Gold Under Pressure Amid Trade Optimism, but Inflows and Geopolitics Provide Support

By Bas Kooijman, CEO and Asset Manager, DHF Capital S.A

Gold prices hovered near their lowest level in nearly three weeks on Tuesday, as a firmer dollar and improving global trade sentiment continued to suppress safe-haven demand.

Recent agreements between the US and the EU, as well as signs of progress with China, have eased fears of a full-blown tariff confrontation, encouraging a rotation away from defensive assets.

Investors are now turning their attention to a pivotal stretch of US macro data and this week’s Federal Reserve meeting, where interest rates are widely expected to be held steady.
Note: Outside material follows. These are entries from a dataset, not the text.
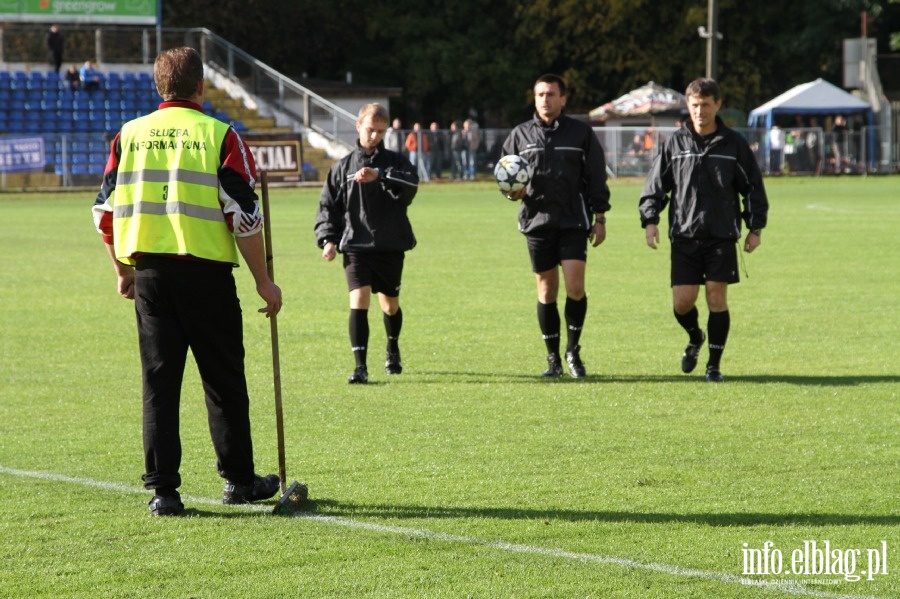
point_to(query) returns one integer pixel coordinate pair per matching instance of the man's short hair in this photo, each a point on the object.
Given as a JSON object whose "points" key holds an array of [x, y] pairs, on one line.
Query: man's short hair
{"points": [[551, 78], [704, 87], [178, 72], [374, 110]]}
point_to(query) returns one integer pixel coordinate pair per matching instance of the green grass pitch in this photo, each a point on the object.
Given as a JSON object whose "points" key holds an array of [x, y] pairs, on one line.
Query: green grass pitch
{"points": [[468, 475]]}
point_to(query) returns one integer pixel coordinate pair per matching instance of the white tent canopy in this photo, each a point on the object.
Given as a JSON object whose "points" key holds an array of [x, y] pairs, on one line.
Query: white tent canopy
{"points": [[814, 98], [648, 99]]}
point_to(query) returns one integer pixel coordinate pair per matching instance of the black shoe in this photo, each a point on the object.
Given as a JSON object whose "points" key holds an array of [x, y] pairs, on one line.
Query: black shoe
{"points": [[713, 375], [554, 366], [360, 376], [166, 505], [392, 363], [691, 353], [576, 366], [262, 487]]}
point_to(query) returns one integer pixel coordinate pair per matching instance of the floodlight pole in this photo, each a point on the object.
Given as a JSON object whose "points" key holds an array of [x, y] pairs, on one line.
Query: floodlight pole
{"points": [[712, 36]]}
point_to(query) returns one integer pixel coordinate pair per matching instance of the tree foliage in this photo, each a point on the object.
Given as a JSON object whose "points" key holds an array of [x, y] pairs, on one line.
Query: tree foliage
{"points": [[480, 57]]}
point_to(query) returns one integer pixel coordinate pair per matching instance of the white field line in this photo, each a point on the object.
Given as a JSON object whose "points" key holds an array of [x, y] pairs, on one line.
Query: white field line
{"points": [[786, 587]]}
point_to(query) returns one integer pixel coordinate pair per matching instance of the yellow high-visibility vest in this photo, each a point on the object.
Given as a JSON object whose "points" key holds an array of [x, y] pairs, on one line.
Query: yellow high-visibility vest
{"points": [[166, 199]]}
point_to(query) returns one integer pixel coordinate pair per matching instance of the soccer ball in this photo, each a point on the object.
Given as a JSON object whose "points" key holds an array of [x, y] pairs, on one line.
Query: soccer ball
{"points": [[512, 173]]}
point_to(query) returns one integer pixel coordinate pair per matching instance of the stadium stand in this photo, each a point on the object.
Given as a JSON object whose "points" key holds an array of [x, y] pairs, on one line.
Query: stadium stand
{"points": [[77, 126]]}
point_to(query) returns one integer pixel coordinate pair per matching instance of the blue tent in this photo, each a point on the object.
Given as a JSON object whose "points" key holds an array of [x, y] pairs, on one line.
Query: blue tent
{"points": [[812, 99], [815, 98]]}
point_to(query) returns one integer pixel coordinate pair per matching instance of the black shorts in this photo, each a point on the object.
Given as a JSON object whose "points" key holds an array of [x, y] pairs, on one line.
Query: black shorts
{"points": [[379, 270], [548, 248], [695, 261]]}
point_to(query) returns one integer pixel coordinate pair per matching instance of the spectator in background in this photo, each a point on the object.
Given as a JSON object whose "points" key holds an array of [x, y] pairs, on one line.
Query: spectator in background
{"points": [[417, 147], [436, 151], [90, 77], [393, 137], [473, 141], [73, 78], [55, 47], [776, 149], [839, 143], [813, 146], [457, 151]]}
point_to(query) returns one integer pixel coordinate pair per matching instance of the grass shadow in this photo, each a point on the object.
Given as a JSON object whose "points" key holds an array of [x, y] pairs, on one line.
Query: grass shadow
{"points": [[811, 380], [327, 507]]}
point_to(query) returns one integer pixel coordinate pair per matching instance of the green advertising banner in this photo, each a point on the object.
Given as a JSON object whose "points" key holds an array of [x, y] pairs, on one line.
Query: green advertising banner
{"points": [[116, 12]]}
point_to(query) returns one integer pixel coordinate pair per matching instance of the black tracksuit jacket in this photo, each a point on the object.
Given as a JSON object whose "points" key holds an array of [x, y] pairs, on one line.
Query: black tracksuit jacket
{"points": [[703, 179], [569, 181], [368, 217]]}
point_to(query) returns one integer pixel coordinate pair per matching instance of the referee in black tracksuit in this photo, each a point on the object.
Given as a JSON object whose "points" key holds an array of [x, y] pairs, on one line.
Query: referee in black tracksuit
{"points": [[362, 214], [703, 170], [562, 209]]}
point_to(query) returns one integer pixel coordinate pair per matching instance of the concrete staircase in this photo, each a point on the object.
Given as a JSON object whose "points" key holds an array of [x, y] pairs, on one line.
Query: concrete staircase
{"points": [[238, 111]]}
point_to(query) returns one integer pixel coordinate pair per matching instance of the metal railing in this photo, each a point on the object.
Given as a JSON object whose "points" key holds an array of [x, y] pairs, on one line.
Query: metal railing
{"points": [[23, 44]]}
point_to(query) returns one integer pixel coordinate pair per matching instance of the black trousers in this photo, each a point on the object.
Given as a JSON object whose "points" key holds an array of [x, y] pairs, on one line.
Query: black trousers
{"points": [[182, 304]]}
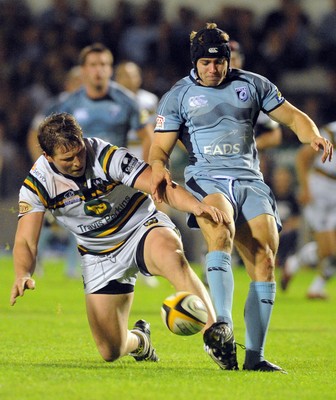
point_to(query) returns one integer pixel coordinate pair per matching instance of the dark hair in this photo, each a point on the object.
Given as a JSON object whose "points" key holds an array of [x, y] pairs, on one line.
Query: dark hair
{"points": [[59, 130], [209, 42], [93, 48]]}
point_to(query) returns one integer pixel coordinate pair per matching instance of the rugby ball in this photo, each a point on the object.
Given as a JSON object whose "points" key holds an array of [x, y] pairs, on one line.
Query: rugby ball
{"points": [[184, 313]]}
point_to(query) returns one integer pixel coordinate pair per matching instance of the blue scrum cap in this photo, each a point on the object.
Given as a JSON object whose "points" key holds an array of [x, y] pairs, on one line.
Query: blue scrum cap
{"points": [[209, 43]]}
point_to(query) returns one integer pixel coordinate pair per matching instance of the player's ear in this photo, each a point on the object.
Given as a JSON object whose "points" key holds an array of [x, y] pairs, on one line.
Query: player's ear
{"points": [[49, 159]]}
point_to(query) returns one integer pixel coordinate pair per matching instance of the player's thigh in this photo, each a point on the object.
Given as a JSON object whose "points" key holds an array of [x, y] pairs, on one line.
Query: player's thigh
{"points": [[257, 241], [108, 317], [163, 252], [217, 236]]}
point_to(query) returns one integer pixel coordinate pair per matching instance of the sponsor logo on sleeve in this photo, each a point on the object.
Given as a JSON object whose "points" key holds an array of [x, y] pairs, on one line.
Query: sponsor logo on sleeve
{"points": [[279, 96], [24, 207], [129, 163], [160, 120]]}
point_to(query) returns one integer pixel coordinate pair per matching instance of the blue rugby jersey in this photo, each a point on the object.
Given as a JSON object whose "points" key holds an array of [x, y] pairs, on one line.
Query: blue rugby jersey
{"points": [[102, 209], [110, 118], [216, 124]]}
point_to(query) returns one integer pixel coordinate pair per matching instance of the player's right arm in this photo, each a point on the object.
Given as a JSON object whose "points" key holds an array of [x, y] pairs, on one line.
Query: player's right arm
{"points": [[25, 253], [160, 151], [304, 161]]}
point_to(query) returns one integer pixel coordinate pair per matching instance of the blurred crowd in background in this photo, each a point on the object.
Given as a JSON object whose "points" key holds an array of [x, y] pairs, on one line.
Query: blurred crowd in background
{"points": [[36, 51]]}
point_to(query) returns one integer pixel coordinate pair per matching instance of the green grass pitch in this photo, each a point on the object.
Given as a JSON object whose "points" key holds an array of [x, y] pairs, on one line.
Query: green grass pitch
{"points": [[46, 349]]}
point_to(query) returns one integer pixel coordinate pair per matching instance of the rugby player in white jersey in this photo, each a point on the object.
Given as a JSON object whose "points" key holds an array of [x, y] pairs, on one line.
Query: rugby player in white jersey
{"points": [[219, 107], [98, 192]]}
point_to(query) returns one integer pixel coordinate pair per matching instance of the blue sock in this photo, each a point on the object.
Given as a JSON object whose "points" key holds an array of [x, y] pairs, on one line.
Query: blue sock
{"points": [[221, 285], [257, 314]]}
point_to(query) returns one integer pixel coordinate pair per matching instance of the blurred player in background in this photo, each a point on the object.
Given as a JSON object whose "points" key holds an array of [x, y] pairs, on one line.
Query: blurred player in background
{"points": [[129, 75], [317, 194], [99, 192], [219, 107]]}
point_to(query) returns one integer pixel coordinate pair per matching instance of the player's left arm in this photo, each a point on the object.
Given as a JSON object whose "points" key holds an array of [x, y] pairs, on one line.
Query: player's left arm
{"points": [[25, 253], [179, 198], [304, 127], [146, 135]]}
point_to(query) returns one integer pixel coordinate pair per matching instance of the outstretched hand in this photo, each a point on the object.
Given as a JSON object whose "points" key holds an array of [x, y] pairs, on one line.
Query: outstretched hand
{"points": [[20, 285], [321, 143]]}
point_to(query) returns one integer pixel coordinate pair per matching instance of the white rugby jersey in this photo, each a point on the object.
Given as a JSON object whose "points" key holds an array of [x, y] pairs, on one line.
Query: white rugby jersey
{"points": [[328, 168], [101, 209]]}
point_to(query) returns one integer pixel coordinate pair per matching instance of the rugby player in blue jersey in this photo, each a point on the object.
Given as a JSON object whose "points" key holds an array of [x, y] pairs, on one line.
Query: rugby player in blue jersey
{"points": [[98, 192], [213, 112]]}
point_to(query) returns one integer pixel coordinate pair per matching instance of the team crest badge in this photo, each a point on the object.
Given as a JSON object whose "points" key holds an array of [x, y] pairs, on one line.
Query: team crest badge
{"points": [[242, 93]]}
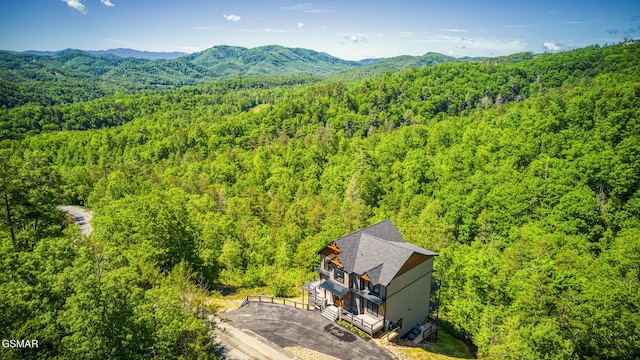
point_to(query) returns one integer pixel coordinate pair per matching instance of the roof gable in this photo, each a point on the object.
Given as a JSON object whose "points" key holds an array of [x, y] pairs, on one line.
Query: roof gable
{"points": [[379, 251]]}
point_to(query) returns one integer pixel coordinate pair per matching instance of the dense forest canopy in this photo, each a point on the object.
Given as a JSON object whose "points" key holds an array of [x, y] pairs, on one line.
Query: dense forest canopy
{"points": [[522, 172]]}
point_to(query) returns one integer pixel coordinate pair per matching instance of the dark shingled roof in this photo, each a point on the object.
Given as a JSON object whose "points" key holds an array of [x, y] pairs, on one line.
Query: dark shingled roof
{"points": [[377, 250]]}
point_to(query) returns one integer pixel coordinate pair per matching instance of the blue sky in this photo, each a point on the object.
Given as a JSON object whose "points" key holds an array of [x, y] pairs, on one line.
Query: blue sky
{"points": [[351, 30]]}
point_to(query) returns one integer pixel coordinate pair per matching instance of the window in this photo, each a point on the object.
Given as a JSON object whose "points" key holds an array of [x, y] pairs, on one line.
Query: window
{"points": [[375, 289], [363, 284], [372, 308]]}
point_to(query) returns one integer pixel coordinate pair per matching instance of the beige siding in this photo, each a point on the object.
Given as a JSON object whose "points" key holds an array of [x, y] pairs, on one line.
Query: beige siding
{"points": [[408, 296]]}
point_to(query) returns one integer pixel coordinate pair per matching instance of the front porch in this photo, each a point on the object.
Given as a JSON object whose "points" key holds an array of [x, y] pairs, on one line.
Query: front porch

Any unexpected softness in data or a dovish shift in Fed rhetoric could support the metal.

Despite current weakness, gold remains underpinned by long-term demand drivers. Exchange-traded funds registered a net inflow of 13.4 tonnes in the week ending July 25, the strongest weekly addition in a month, suggesting ongoing investor interest.

Geopolitical risks also persist. Russian airstrikes in Ukraine continued, even as diplomatic pressure mounts. US President Donald Trump shortened his ceasefire deadline to just “ten or twelve days,” warning of severe sanctions on Moscow.